Questa modalità decisionale, rapida e spesso improvvisa, con un coinvolgimento minimo delle strutture tradizionali del governo, sembra essere diventata prassi alla Casa Bianca. Ne è un esempio anche la svolta repentina nei rapporti con la Cina. Dopo aver imposto dazi del 145% solo poche settimane fa, Trump ha rapidamente cambiato rotta a fronte delle ritorsioni cinesi e del crollo dei mercati, accettando a Ginevra una riduzione al 30% in cambio di un presunto maggiore accesso al mercato cinese. La sequenza – minaccia, contrattazione, parziale ritiro, proclamazione di vittoria – ha caratterizzato molti dei recenti dossier esteri.

Ma questo approccio si mostra più fragile di fronte a crisi di lunga durata. La guerra in Ucraina ne è l’esempio più emblematico. Sabato scorso, durante una telefonata di gruppo con i leader europei, Trump aveva appoggiato la proposta di un cessate il fuoco immediato, minacciando nuove sanzioni alla Russia. Ma già il giorno dopo, accogliendo la proposta di Vladimir Putin di colloqui diretti in Turchia, il presidente ha cambiato posizione, spingendo l’Ucraina ad accettare l’incontro. Infine, giovedì, ha nuovamente corretto la rotta, sostenendo che l’unica soluzione fosse un suo incontro personale con Putin. La mancanza di coerenza ha alimentato incertezza tra gli alleati.
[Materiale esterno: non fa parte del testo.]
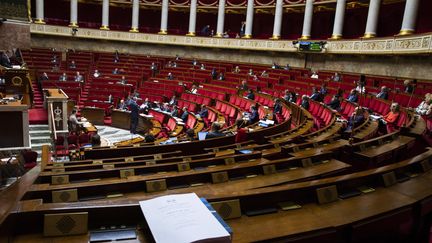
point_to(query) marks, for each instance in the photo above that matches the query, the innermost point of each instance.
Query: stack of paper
(182, 218)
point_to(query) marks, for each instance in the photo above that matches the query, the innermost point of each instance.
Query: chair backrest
(30, 156)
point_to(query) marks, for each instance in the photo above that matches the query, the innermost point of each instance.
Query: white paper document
(182, 218)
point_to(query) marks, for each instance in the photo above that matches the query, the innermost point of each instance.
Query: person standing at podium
(134, 108)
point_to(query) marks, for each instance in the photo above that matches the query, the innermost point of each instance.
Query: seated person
(316, 95)
(334, 103)
(95, 140)
(336, 77)
(424, 108)
(244, 85)
(236, 69)
(323, 90)
(383, 94)
(79, 77)
(74, 122)
(194, 89)
(153, 68)
(96, 74)
(184, 115)
(305, 102)
(275, 66)
(215, 131)
(250, 95)
(213, 74)
(173, 101)
(361, 87)
(251, 73)
(203, 113)
(190, 134)
(409, 86)
(293, 97)
(122, 105)
(253, 115)
(314, 75)
(353, 96)
(72, 65)
(357, 118)
(165, 107)
(287, 95)
(277, 108)
(149, 138)
(175, 112)
(390, 119)
(123, 80)
(63, 77)
(194, 62)
(170, 76)
(43, 77)
(145, 105)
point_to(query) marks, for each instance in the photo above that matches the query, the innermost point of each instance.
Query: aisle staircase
(37, 94)
(39, 136)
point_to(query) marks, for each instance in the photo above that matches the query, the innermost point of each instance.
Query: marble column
(307, 21)
(164, 18)
(74, 14)
(135, 16)
(278, 20)
(372, 20)
(192, 18)
(40, 19)
(249, 19)
(105, 15)
(410, 17)
(221, 19)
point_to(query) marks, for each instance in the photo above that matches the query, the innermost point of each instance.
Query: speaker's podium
(57, 110)
(17, 82)
(14, 126)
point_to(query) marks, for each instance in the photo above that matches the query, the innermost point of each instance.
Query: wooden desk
(93, 114)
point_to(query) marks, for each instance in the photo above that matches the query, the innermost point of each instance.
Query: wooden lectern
(17, 82)
(58, 115)
(14, 125)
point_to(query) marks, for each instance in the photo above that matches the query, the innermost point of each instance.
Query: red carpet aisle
(38, 116)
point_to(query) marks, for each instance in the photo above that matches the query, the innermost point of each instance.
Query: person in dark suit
(305, 102)
(353, 97)
(214, 73)
(215, 131)
(316, 95)
(334, 103)
(175, 112)
(205, 31)
(153, 69)
(173, 101)
(4, 60)
(250, 95)
(277, 108)
(356, 119)
(134, 108)
(244, 85)
(184, 115)
(203, 113)
(63, 77)
(383, 94)
(253, 116)
(242, 28)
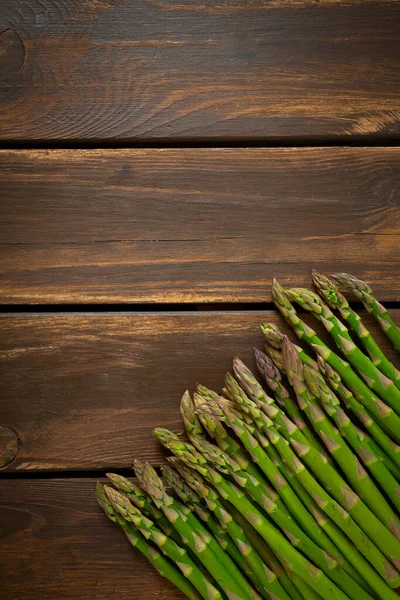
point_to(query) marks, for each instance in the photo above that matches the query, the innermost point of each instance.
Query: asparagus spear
(165, 567)
(391, 450)
(350, 465)
(191, 421)
(384, 414)
(289, 584)
(274, 337)
(341, 517)
(193, 501)
(371, 577)
(327, 561)
(331, 404)
(217, 431)
(263, 578)
(177, 554)
(329, 291)
(362, 291)
(374, 378)
(283, 399)
(281, 546)
(348, 501)
(273, 474)
(220, 566)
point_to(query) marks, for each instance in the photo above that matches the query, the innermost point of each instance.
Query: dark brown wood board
(162, 70)
(84, 391)
(194, 225)
(56, 543)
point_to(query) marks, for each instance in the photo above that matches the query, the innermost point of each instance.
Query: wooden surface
(109, 196)
(163, 70)
(85, 391)
(56, 543)
(194, 225)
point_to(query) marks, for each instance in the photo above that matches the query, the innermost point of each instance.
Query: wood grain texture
(57, 544)
(162, 70)
(85, 391)
(194, 225)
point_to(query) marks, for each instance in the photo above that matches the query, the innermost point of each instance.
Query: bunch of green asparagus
(289, 489)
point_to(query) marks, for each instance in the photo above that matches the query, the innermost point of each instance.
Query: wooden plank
(154, 70)
(57, 543)
(194, 225)
(85, 391)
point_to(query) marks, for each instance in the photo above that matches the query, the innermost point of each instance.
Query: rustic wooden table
(160, 162)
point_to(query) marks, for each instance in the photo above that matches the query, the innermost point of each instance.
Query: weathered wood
(57, 543)
(85, 391)
(153, 70)
(194, 225)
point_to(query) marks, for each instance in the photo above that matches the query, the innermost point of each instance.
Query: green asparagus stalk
(316, 384)
(271, 471)
(348, 501)
(384, 414)
(283, 399)
(379, 586)
(340, 516)
(193, 501)
(164, 566)
(274, 337)
(280, 545)
(289, 584)
(373, 377)
(390, 449)
(198, 538)
(263, 578)
(362, 291)
(327, 561)
(141, 500)
(217, 432)
(336, 445)
(177, 554)
(329, 291)
(226, 443)
(306, 590)
(190, 420)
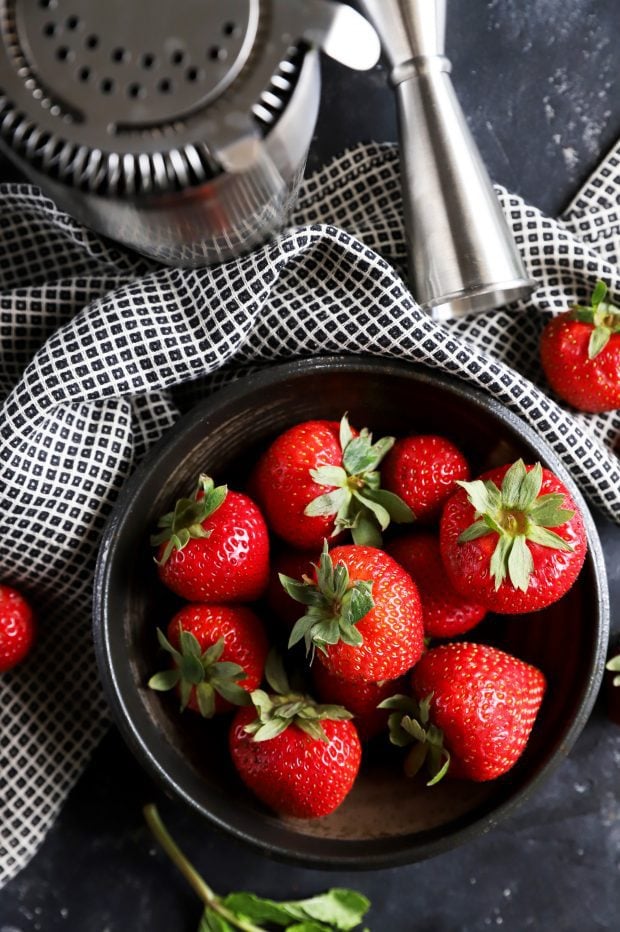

Nel frattempo, gli Stati Uniti hanno posto fine ai bombardamenti in Yemen e hanno avviato un quarto ciclo di negoziati con l’Iran sul nucleare, lasciando intendere che un accordo sia a portata di mano, sebbene ridimensionato rispetto alle aspettative. Entrambe le iniziative sono apparse in contrasto con la linea di Israele. Benjamin Netanyahu, pur essendo stato il primo leader a essere ricevuto da Trump dopo il suo insediamento, è stato ignorato durante il recente tour mediorientale del presidente e non informato preventivamente della revoca delle sanzioni alla Siria. Il cessate il fuoco con gli Houthi è arrivato pochi giorni dopo un loro attacco all’aeroporto di Tel Aviv, aumentando i timori di una risposta militare più aggressiva da parte di Israele.

Nonostante il dinamismo mostrato, non si registrano risultati tangibili duraturi. Il conflitto a Gaza prosegue, con una nuova offensiva israeliana che appare probabile. Le relazioni tra Israele e Arabia Saudita, che Trump ambisce a normalizzare, non hanno fatto passi avanti. Le trattative sull’Ucraina non sembrano aver avvicinato la fine delle ostilità, e l’instabilità nei mercati globali persiste nonostante gli accordi commerciali.

Ciò che questa settimana di iperattivismo sembra chiarire è l’approccio di fondo del presidente alla politica estera: un mercantilismo deciso, basato sull’idea che gli scambi economici possano stabilizzare i conflitti. Trump non appare mosso da un desiderio di ritirarsi dal mondo, ma da una volontà di riconfigurare le relazioni internazionali come trattative tra imprenditori, dove il valore primario è l’interesse materiale. Il risultato è una diplomazia fluida, spesso incoerente, fortemente centrata sulla figura presidenziale e sulla sua visione personale delle priorità strategiche degli Stati Uniti.